Puis dégoût, amertume, repentance : " J'étais aveugle sans la lumière de Dieu, n'ayant pour guide que la nature. "

Attiré par le christianisme : par l'objectif des perfections à atteindre et par l'héroïsme des martyrs au cours des persécutions.
Phrase célèbre dans l'Apologétique (défense de la religion chrétienne) : " Le sang des martyrs est semence de chrétiens. "

Achève sa conversion avec Agrippinus, évêque de Carthage, vers 185.
Épouse une chrétienne en 186.
Avocat à Rome puis revient à Carthage en 195.
Il aurait été prêtre vers l'an 200.
Met son talent au service de la foi : très célèbre et influent dans le monde latin.
Estimé de saint Cyprien, Rufin, saint Vincent de Lérins.

Écrit plusieurs traités contre les hérésies qu'il écarte en une formule : " Vous êtes d'hier, vous venez de naître, avant-hier on ne vous connaissait pas. " (Cf. Dt 32, 17.)
 
Mais S. Jérôme dit de lui qu'il est " d'une nature âpre et véhémente ", qu'il aime la polémique. Son rigorisme, son purisme excessif, le sentiment exacerbé d'être dans le vrai, son perfectionnisme mais aussi des jalousies qu'il aurait subi au sein de l'Église, font qu'il trouve les chrétiens tièdes, indulgents, laxistes, charnels. Tombant lui-même dans l'hérésie, il les traite de " psychiques " et les calomnie.
C'est l'hérésiarque Montan, originaire de Phrygie (Asie mineure), qui, vers 203, attira Tertullien par sa morale rigoureuse et son charisme.
Montan, accompagné de deux femmes : Prisca et Maximilla, disait que le Paraclet s'exprimait à travers lui et lui révélait plus de vérités que le Christ n'en n'avait déposées dans les Évangiles. Cet " illuminé " jugeait le prophétisme supérieur à la hiérarchie ecclésiastique. Il attendait la venue du Paraclet et devait plus ou moins se prendre pour lui.
Ce faux prophète (un de ceux qu'annonça Jésus), charismatique incontrôlé, était à la tête d'une secte de " purs ". Il prônait une morale très stricte dans les domaines du mariage (un veuf qui se remariait commettait l'adultère), de l'attitude à avoir dans les persécutions, du pardon des péchés, du baptême… Soulignons que beaucoup de ces problèmes n'avaient pas encore été réglés à l'époque par le magistère de l'Église, et qu'ils étaient l'objet de controverses et de vives passions.
RUPTURE DE TERTULLIEN AVEC L'EGLISE
La rupture de Tertullien avec l'Église fut consommée entre 207 et 213 (toujours selon saint Jérôme).
Dès lors, les écrits de Tertullien sont à consommer avec modération, mais ils recèlent encore de belles inspirations catholiques : Vincent de Lérins estimait que plusieurs de ceux composés dans le schisme pour défendre la vérité étaient catholiques, en accord avec l'Église sur de nombreux points.
D'ailleurs, même si les Pères de l'Église ultérieurs ne parlent plus guère de lui qu'ils considèrent comme un déserteur, Tertullien, pour toute une partie de son œuvre et de sa vie, compte parmi eux : c'est un Père de l'Église.
On peut dire que Tertullien pécha plutôt contre l'unité de l'Église, par sa morale intransigeante et son schisme, que contre la foi. En effet, ses traités théologiques, comme celui qu'il écrivit contre l'hérétique Praxéas, témoignent d'une vision tout à fait catholique et même très en avance sur les formulations de son temps.
FIN DU TERTULLIANISME
Puis, voyant sans doute les limites humaines de Montan, Tertullien crée sa propre secte, encore plus exaltée, appelée tertullianisme et il meurt, hélas ! dans l'hérésie, très âgé, peut-être vers 245.

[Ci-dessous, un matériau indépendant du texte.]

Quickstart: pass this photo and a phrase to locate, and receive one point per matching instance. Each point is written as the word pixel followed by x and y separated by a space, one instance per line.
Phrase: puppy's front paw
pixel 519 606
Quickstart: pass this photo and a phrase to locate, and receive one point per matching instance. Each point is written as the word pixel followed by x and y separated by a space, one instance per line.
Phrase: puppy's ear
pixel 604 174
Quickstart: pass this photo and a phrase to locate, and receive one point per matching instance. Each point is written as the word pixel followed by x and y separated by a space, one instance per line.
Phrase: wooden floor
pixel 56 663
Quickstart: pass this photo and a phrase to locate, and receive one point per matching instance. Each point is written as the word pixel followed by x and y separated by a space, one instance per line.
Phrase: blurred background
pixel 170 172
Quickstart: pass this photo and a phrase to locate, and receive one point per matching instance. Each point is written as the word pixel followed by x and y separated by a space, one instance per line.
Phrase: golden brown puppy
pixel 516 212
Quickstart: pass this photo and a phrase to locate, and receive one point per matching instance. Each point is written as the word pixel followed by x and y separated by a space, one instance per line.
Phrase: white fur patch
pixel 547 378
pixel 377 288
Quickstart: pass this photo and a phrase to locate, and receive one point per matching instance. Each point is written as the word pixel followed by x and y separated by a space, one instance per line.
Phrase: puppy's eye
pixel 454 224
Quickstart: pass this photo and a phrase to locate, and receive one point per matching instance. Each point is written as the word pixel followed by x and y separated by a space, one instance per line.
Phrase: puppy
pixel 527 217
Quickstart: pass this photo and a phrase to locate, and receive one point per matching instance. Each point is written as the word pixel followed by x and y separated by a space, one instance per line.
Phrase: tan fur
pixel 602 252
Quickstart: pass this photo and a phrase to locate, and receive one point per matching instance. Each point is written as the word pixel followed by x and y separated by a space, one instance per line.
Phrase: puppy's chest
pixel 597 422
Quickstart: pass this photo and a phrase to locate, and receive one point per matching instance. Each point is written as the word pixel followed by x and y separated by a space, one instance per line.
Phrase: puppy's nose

C'est saint Augustin qui mit fin au tertullianisme environ 150 ans plus tard. La communauté tertullianiste, encore importante à Carthage à cette époque, fit son retour sans trop de difficultés dans l'Église.
SON TRAITE
Dans son traité contre Praxéas, Tertullien compare le Père et le Fils avec le soleil et le rayon de soleil, avant bien d'autres Pères et théologiens qui rendront la métaphore classique [lumière née de la lumière] :
Quoique je ne reconnaisse pas deux soleils, cependant je distinguerai aussi bien le soleil et le rayon, aussi bien deux choses et deux espèces d'une seule et indivisible substance que Dieu et son Verbe, que le Père et le Fils. [§ 13.]

Il annonce en précurseur ce qui sera formulé aux conciles de Nicée (325) : le Père et le Fils sont consubstantiels ; Constantinople (381) : égale divinité des trois personnes de la Trinité ; et Chalcédoine (451) : le Christ a deux natures en une seule personne, unies sans confusion, distinctes sans séparation. Même si certains points sont encore mal définis, c'est lui qui, avec une belle avance sur son temps, emploie pour la première fois le terme technique " persona " :
Le Père et le Fils (…) sont autres en personnes, mais non en substance ; distincts, mais non séparés. [§ 12.] [Cf. Nicée.]
L'union du Père dans le Fils et du Fils dans le Paraclet forme trois personnes indissolubles, produites l'une de l'autre, de manière que trois sont une seule et même chose, mais ne sont pas un seul. [§ 25.] Tous trois ayant une seule et même substance, une seule et même nature, une seule et même puissance. [§ 2.] [Cf. Constantinople.]
Nous voyons une double nature qui, sans se confondre, s'unit dans une seule personne, Dieu et Jésus-Christ fait homme. [§ 27.] [Cf. Chalcédoine.]

Sa démonstration, s'appuyant d'un bout à l'autre sur les Écritures où il trouve tous les arguments nécessaires en nombre impressionnant pour réfuter Praxéas, prouve sa parfaite connaissance de la Bible, fruit d'une intensive lectio divina. Praxéas reconnut son erreur à la lecture de ce traité et il se réconcilia avec l'Église par un acte de rétractation. Avec humilité, Tertullien dit que cette conversion s'accomplit " par celui que Dieu daigna employer à cette œuvre ".